Per Cannabis & Tech Today, the article at issue quotes Clinton as saying that standardizing CBD testing to help with pain management could, ultimately, mean the compound might prove an alternative to opioids.

“We need to have a national standard of the THC count of these products and what the tests show,” he reportedly said, adding that “CBD could be a viable outlet for pain relief. We could potentially not lose so many people.”

The Centers for Disease Control and Prevention (CDC) reports that prescriptions opioids to treat chronic and acute pain have their place when used appropriately.

“However, serious risks are associated with their use, and it is essential to carefully consider the risks of using prescription opioids alongside their benefits.
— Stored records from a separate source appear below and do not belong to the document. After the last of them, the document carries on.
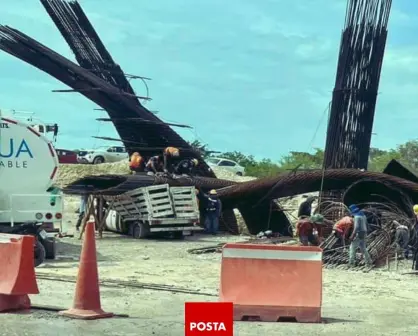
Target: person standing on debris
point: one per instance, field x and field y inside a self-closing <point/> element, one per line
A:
<point x="213" y="210"/>
<point x="342" y="227"/>
<point x="153" y="165"/>
<point x="136" y="163"/>
<point x="186" y="167"/>
<point x="305" y="208"/>
<point x="170" y="153"/>
<point x="402" y="238"/>
<point x="83" y="205"/>
<point x="309" y="230"/>
<point x="358" y="236"/>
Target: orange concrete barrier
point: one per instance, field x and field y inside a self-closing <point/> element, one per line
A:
<point x="272" y="282"/>
<point x="17" y="272"/>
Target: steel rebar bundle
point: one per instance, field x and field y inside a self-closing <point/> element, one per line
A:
<point x="356" y="86"/>
<point x="89" y="50"/>
<point x="246" y="195"/>
<point x="104" y="94"/>
<point x="381" y="238"/>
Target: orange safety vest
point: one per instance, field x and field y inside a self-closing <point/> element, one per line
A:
<point x="171" y="150"/>
<point x="344" y="224"/>
<point x="136" y="161"/>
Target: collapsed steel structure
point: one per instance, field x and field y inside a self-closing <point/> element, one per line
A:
<point x="356" y="86"/>
<point x="359" y="185"/>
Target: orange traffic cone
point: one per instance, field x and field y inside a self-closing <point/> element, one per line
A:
<point x="87" y="294"/>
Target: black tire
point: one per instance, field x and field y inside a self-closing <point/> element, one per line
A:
<point x="140" y="230"/>
<point x="98" y="160"/>
<point x="131" y="229"/>
<point x="39" y="253"/>
<point x="50" y="246"/>
<point x="178" y="235"/>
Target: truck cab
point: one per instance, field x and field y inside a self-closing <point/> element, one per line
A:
<point x="28" y="169"/>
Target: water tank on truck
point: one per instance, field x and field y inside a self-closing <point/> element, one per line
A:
<point x="28" y="168"/>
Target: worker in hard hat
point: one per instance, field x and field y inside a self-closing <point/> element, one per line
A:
<point x="305" y="208"/>
<point x="83" y="207"/>
<point x="309" y="230"/>
<point x="154" y="165"/>
<point x="358" y="236"/>
<point x="186" y="167"/>
<point x="212" y="211"/>
<point x="169" y="154"/>
<point x="402" y="237"/>
<point x="342" y="227"/>
<point x="136" y="163"/>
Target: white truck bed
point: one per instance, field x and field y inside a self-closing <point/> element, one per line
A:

These risks include misuse, opioid use disorder (addiction), overdoses, and death,” the CDC points out.

It reports that from 1999 to 2019, almost 500,000 people died from an overdose involving any opioid, including prescription and illicit opioids.

Despite the accuracy of the article, “it was pressure from the Clinton camp PR team that the comments were supposed to be closed to the press, so we respected the writer’s request,” a Cannabis & Tech Today editor wrote to Marijuana Moment in a Twitter direct message.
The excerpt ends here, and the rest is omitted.